In response to your suggestions, we extended the related work section significantly and added a table comparing different recent layout recognition approaches, containing ML-based methods, as well as rule-based methods. Even though we did a in-depth search for other modern rule-based approaches for layout recognition, there has been very little coverage of this topic. As you stated, most approaches focus significantly on machine learning, especially leveraging modern architectures for instance segmentation. This was especially a motivation in the beginning for our research, as we were certain, that for many printings, a rule-based system can also achieve good results for many printings, especially if the pages follow a similar structure, which is common for printings from this time.
In addition, we have reworked parts of the description of our method to hopefully explain the method more clearly and understandably. Unfortunately, we were not able to generate better / more descriptive figures for the individual stages of our algorithm due to time constraints, but hope to improve on this for the final version of the paper.
To address the shortcoming of comparison of our methods to existing approaches, we trained models for the open-source kraken engine on our baseline datasets and compared the results for the line detection with our method. A direct comparison to other layout recognition methods is not easily feasible due to different tasks. At the current time, we do not have other datasets with similar layouts to train e.g. a Mask-RCNN on individually annotated regions for comparison.
To evaluate the feasibility of other detectors for our line-based task, we trained a Mask-RCNN on our testing data (individual text lines) but got worse results as expected which are therefore didn't report.
Furthermore, you suggested to use more commonly used metrics, such as the AP for evaluating the performance of our method. Unfortunately, this is not possible for our approach, as our method don't provide confidence values for individual detected element instances, which is a requirement to compute the AP (e.g. as it's done in the evaluation scheme for the CoCo or PascalVOC datasets). Nevertheless, our evaluation scheme provides an explicit Precision and Recall measure based on the IoU with the threshold set to 0.9. Therefore, a comparison of our proposed method to other methods which evaluate Precision and Recall is feasible. To improve the presentation of our results, we also reworked the tables.
To address your further notes: The angles for the baseline concatenation are set to avoid concatenation of nearby baselines, which are close but not aligned horizontally, as such a case is not recognized by the distance-based DBSCAN algorithm. As you mentioned, to allow for the case of warped or skewed images, the parameter is set to a higher value for close CCs.

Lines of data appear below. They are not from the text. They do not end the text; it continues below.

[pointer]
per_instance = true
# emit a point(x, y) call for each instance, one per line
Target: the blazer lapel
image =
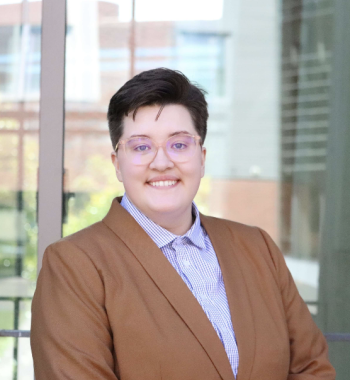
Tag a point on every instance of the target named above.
point(170, 284)
point(227, 250)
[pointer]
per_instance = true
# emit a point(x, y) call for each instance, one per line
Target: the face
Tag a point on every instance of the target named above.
point(141, 182)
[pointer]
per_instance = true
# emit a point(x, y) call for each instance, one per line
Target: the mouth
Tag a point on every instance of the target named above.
point(163, 184)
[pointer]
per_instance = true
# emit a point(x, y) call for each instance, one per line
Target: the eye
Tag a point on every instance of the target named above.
point(179, 146)
point(142, 148)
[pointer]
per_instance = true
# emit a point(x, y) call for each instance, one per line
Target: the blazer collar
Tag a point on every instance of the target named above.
point(181, 298)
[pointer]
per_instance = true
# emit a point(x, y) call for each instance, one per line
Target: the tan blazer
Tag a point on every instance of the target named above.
point(109, 306)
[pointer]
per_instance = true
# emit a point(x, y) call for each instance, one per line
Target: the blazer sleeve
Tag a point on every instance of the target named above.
point(70, 334)
point(308, 347)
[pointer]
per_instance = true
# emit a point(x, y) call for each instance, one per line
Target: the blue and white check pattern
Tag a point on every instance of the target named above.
point(193, 257)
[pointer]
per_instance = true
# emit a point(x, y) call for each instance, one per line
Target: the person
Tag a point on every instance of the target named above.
point(156, 290)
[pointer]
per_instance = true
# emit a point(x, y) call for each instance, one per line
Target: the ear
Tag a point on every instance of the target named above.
point(115, 161)
point(203, 157)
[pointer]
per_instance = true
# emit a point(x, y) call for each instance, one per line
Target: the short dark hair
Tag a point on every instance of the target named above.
point(160, 86)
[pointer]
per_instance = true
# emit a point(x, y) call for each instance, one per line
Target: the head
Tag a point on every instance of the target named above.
point(157, 87)
point(159, 104)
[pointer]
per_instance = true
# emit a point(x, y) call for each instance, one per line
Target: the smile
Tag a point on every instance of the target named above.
point(163, 183)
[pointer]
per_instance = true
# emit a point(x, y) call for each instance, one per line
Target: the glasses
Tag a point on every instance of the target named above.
point(142, 150)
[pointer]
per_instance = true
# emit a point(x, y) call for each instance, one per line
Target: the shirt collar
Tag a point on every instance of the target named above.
point(160, 235)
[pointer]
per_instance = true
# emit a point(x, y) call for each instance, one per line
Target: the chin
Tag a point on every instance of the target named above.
point(166, 207)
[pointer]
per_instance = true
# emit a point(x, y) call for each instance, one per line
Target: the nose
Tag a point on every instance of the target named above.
point(161, 161)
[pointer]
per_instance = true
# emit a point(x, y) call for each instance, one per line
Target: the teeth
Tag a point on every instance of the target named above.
point(163, 183)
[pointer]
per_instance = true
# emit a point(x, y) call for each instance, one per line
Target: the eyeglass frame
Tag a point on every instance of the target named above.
point(163, 145)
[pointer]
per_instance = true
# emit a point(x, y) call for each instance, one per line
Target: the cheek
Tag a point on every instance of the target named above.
point(132, 175)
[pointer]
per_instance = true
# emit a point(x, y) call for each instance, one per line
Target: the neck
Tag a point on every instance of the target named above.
point(176, 224)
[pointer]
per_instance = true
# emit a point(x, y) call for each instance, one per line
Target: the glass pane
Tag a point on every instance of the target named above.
point(278, 139)
point(20, 39)
point(315, 175)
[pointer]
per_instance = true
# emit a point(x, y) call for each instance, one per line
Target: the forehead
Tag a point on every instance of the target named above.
point(173, 118)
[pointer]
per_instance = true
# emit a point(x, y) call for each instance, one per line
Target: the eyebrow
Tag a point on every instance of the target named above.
point(172, 134)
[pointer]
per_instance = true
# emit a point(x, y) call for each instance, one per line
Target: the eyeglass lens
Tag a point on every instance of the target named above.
point(142, 150)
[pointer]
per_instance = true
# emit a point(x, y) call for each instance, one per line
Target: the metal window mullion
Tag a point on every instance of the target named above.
point(51, 124)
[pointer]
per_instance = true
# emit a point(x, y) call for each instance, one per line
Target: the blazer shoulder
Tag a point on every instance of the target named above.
point(88, 240)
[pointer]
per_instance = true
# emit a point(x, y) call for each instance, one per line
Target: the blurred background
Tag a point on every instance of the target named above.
point(278, 82)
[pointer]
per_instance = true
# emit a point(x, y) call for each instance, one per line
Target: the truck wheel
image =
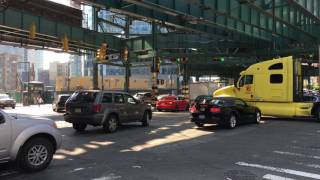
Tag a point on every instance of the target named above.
point(258, 117)
point(36, 155)
point(232, 122)
point(80, 127)
point(146, 119)
point(199, 124)
point(111, 124)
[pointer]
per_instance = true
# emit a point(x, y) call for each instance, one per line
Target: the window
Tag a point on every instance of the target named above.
point(241, 81)
point(276, 78)
point(84, 96)
point(107, 98)
point(276, 66)
point(118, 98)
point(2, 118)
point(248, 79)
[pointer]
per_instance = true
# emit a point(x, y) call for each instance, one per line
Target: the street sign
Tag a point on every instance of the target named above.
point(113, 56)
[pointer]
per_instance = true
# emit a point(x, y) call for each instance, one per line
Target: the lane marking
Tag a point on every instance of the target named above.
point(274, 177)
point(296, 154)
point(304, 148)
point(281, 170)
point(317, 166)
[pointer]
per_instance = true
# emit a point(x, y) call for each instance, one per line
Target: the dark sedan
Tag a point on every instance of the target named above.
point(224, 111)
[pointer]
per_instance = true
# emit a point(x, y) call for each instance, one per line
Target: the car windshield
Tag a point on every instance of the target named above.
point(168, 98)
point(83, 97)
point(201, 98)
point(4, 96)
point(64, 98)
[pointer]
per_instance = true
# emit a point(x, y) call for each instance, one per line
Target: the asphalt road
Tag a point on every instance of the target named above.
point(172, 148)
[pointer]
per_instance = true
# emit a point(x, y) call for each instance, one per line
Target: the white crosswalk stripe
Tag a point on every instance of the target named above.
point(296, 154)
point(281, 170)
point(274, 177)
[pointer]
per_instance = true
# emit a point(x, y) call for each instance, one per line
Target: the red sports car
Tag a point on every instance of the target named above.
point(172, 103)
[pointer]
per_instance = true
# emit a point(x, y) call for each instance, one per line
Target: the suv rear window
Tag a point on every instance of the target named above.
point(168, 98)
point(88, 97)
point(64, 98)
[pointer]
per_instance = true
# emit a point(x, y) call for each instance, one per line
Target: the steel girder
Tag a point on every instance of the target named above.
point(15, 25)
point(283, 18)
point(179, 14)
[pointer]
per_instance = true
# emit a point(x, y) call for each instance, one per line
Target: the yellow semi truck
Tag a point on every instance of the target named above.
point(275, 87)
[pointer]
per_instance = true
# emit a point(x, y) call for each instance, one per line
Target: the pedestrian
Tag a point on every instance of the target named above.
point(39, 100)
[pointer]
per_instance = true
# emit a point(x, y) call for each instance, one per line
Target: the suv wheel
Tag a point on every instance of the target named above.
point(79, 126)
point(199, 124)
point(36, 155)
point(111, 124)
point(146, 119)
point(258, 117)
point(232, 121)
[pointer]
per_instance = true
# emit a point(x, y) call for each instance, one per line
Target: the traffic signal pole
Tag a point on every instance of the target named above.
point(155, 61)
point(126, 58)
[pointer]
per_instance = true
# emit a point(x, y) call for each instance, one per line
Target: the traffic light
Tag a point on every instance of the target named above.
point(65, 43)
point(102, 52)
point(184, 60)
point(33, 30)
point(158, 65)
point(125, 54)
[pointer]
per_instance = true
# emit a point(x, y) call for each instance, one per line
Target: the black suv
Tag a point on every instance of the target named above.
point(105, 108)
point(59, 101)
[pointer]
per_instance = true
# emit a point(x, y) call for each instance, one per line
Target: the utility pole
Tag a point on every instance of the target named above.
point(127, 60)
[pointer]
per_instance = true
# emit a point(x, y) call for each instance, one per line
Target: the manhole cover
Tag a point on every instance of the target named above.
point(240, 175)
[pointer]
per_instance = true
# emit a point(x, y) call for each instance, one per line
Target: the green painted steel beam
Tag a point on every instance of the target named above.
point(178, 15)
point(15, 25)
point(282, 21)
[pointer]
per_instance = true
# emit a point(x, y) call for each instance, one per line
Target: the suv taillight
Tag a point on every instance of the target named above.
point(96, 108)
point(193, 109)
point(215, 110)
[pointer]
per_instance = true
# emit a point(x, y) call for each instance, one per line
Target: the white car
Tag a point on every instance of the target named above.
point(31, 143)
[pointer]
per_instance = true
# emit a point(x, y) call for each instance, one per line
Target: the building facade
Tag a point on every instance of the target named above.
point(8, 72)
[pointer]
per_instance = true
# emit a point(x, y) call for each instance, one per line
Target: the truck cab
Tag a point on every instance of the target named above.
point(275, 87)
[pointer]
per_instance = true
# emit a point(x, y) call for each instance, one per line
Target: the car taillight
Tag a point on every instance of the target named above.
point(215, 110)
point(97, 108)
point(193, 109)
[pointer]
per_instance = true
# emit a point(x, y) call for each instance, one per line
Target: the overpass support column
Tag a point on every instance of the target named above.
point(155, 70)
point(126, 58)
point(95, 75)
point(155, 61)
point(185, 87)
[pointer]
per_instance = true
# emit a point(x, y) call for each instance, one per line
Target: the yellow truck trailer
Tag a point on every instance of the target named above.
point(275, 87)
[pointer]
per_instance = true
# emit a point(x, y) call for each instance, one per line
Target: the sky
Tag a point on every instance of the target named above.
point(50, 56)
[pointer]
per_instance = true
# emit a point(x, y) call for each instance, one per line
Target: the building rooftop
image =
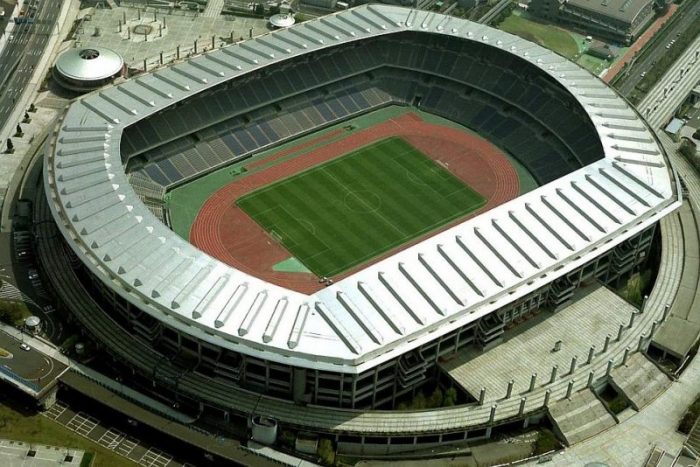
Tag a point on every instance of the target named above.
point(89, 64)
point(388, 308)
point(623, 10)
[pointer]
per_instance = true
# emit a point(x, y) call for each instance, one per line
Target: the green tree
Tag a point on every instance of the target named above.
point(687, 149)
point(450, 398)
point(326, 451)
point(419, 401)
point(435, 399)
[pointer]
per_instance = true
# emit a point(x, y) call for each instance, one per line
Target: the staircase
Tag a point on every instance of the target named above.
point(580, 417)
point(640, 380)
point(693, 441)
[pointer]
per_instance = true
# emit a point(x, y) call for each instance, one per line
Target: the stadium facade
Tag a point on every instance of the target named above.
point(376, 335)
point(617, 20)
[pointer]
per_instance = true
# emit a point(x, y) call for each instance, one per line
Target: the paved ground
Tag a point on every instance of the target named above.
point(585, 322)
point(167, 32)
point(19, 454)
point(111, 438)
point(640, 43)
point(29, 367)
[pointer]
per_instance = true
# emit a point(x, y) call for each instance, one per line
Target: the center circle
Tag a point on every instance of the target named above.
point(362, 201)
point(142, 29)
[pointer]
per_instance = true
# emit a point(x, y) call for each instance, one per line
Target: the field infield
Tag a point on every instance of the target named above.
point(275, 246)
point(344, 212)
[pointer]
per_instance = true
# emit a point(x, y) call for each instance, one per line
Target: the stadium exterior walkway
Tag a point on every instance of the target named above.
point(630, 442)
point(595, 313)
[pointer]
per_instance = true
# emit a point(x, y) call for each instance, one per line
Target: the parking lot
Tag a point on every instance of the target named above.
point(109, 437)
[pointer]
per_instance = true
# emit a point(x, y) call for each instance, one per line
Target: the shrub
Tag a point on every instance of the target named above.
point(326, 451)
point(450, 398)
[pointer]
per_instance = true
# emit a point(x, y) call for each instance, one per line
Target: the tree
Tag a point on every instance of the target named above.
point(326, 451)
point(450, 398)
point(687, 149)
point(435, 399)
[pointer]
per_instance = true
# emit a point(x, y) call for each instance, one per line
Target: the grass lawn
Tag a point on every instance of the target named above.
point(548, 36)
point(35, 428)
point(346, 211)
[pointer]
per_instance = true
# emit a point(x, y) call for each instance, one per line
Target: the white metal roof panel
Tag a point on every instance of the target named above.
point(394, 305)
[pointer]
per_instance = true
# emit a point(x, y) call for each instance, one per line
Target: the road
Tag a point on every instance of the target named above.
point(686, 17)
point(659, 105)
point(22, 52)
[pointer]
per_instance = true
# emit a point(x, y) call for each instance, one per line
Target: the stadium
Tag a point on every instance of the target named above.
point(314, 217)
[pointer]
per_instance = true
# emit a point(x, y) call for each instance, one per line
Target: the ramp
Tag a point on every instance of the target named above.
point(580, 417)
point(640, 380)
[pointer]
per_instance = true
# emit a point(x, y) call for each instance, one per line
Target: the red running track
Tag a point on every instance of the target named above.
point(225, 232)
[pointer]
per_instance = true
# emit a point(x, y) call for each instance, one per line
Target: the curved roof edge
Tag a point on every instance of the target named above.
point(362, 320)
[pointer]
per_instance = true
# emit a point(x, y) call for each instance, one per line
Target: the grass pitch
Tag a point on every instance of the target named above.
point(344, 212)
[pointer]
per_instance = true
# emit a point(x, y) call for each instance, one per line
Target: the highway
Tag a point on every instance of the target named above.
point(22, 52)
point(661, 102)
point(686, 16)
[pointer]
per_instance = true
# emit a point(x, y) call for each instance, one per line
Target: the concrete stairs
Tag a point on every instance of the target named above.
point(693, 441)
point(580, 417)
point(639, 380)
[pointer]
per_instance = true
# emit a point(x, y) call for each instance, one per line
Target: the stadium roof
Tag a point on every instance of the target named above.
point(91, 64)
point(394, 305)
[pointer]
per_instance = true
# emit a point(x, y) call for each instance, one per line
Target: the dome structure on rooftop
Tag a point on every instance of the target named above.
point(85, 69)
point(282, 20)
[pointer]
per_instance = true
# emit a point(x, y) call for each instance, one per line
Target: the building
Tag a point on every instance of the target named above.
point(84, 70)
point(231, 345)
point(614, 20)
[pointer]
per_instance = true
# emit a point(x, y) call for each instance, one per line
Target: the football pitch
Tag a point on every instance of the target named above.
point(349, 210)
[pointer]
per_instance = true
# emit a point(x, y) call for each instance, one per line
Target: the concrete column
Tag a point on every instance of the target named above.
point(609, 368)
point(553, 376)
point(572, 368)
point(654, 325)
point(533, 381)
point(640, 346)
point(569, 389)
point(509, 391)
point(591, 354)
point(667, 310)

Images embedded in the middle of a page should for the most part be fine for the baseline detection. For the layout recognition, this is a case which we have not tested. As you suggested, we found this to be a rare case in historical printings (at least from the time period that we are investigating), as images are usually either spanning the full page or individual columns or are on left-aligned in the text region for single-column layouts. For more modern printings, this is definitely an interesting topic which requires further investigation.
Best regards,
Norbert Fischer, Alexander Hartelt, Frank Puppe
Round 2
Reviewer 1 Report
Thank you for making the changes.
Reviewer 2 Report
The much expanded related work section is very thorough and addresses my concerns about the place of this paper in the context of prior works. The comparative table is much appreciated. I suggest highlighting in some way the included methods that were developed for and/or evaluated on historical documents.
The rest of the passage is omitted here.